Auch durfte eine mündliche Anhörung des Verurteilten nicht deswegen unterbleiben, weil etwa die letzte mündliche Anhörung noch nicht lange zurückliegt (diskutiert werden hier Zeiträume von bis zu einigen Monaten) und der persönliche Eindruck von dem Untergebrachten noch fortwirkt (vgl.: Schmitt in: Meyer-Goßner/Schmitt, StPO, 59. Aufl., § 454 Rdn. 31 m.w.N.). Hier lag die letzte mündliche Anhörung, bei der sich die Strafvollstreckungskammer einen persönlichen Eindruck vom Untergebrachten verschaffen konnte, schon mehrere Jahre zurück, so dass dieser in der Rechtsprechung anerkannte Ausnahmetatbestand nicht eingreift. Dies gilt umso mehr, als sich der für eine Fortdauer der Maßregel anwendbare Prognosemaßstab durch Einführung des neuen § 67d Abs. 6 S. 3 (i.V.m. Abs. 3) StGB zum 01.08.2016 im Verhältnis zu früheren Rechtslage, welcher dem letzten Fortdauerbeschluss zu Grunde lag, deutlich geändert hat. Konnte sich die Strafvollstreckungskammer seinerzeit noch darauf beschränken, festzustellen, dass dem Untergebrachten „keinesfalls die für eine Entlassung erforderliche positive Kriminalprognose gestellt werden kann“ (S. 3 des Beschlusses vom 19.02.2016) und die Unterbringung auch noch nicht unverhältnismäßig ist, bedarf es nunmehr der positiven Stellung einer ungünstigen Legalprognose, um die Maßregel nicht für erledigt zu erklären (vgl.: OLG Hamm, Beschl. v. 16.09.2010 – 4 Ws 209/10 – juris; Stree/Kinzig in: Schönke/Schröder, StGB, 29. Aufl., § 67d Rdn. 17 – jeweils zu § 67d Abs. 3 StGB).

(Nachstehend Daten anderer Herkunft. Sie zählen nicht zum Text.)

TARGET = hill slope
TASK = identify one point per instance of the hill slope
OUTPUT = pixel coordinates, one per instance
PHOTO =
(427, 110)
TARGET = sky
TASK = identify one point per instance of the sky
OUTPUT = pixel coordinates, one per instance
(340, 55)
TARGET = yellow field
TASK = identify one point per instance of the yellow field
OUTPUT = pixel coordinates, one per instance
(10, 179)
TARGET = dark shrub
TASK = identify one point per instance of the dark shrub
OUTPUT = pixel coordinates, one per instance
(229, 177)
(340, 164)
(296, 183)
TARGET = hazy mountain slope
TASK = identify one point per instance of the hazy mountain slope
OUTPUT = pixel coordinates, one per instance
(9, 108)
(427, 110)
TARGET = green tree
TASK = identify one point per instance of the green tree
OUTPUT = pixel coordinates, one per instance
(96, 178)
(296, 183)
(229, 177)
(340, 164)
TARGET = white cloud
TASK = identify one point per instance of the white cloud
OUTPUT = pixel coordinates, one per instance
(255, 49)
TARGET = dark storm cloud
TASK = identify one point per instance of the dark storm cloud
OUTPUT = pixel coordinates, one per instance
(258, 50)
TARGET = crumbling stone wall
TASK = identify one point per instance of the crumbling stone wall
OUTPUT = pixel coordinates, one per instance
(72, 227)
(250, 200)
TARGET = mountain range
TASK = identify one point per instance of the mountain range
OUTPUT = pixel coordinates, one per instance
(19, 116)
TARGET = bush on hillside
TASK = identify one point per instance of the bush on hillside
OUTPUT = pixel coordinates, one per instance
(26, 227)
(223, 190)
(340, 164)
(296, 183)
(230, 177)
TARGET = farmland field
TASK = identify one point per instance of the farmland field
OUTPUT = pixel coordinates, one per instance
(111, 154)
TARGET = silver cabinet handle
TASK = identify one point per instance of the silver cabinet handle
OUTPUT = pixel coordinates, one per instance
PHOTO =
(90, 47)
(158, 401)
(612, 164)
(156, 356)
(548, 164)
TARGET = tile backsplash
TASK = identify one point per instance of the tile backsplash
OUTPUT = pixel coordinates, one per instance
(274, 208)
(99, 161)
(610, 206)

Angesichts der allein wegen des Fehlens der mündlichen Anhörung des Untergebrachten notwendigen Aufhebung der angefochtenen Entscheidung kann der Senat dahinstehen lassen, ob im Hinblick auf die geänderte Gesetzeslage (s.o.) die Aufklärungspflicht die Einholung eines aktuellen Sachverständigengutachtens gebietet. Dagegen könnte sprechen, dass in dem Gutachten vom 15.10.2014 eine eindeutig ungünstige Legalprognose gestellt wurde, hier die Begehung schwerster Straftaten zu gewärtigen ist und seit der letzten Begutachtung keine Umstände eingetreten sind, die für eine nachhaltige Minderung der Gefährlichkeit des Untergebrachten sprechen könnten. Der Untergebrachte unterliegt offenbar der Fehlvorstellung, dass er – ähnlich wie bei der Maßregel des § 64 StGB – mangels Therapierbarkeit aus dem Vollzug der Maßregel zu entlassen sei. Dem ist aber nicht so. Ist eine Therapierung nicht möglich, so tritt indes der sichernde Zweck der Maßregel (vgl. § 1 Abs. 1 S. 3 MRVG NW) in den Vordergrund. Auf fehlende Heilungschancen kommt es dann nicht an (BGH NStZ 1990, 122; vgl. auch: BGH, Urt. v. 01.02.2005 – 5 StR 450/04 – juris).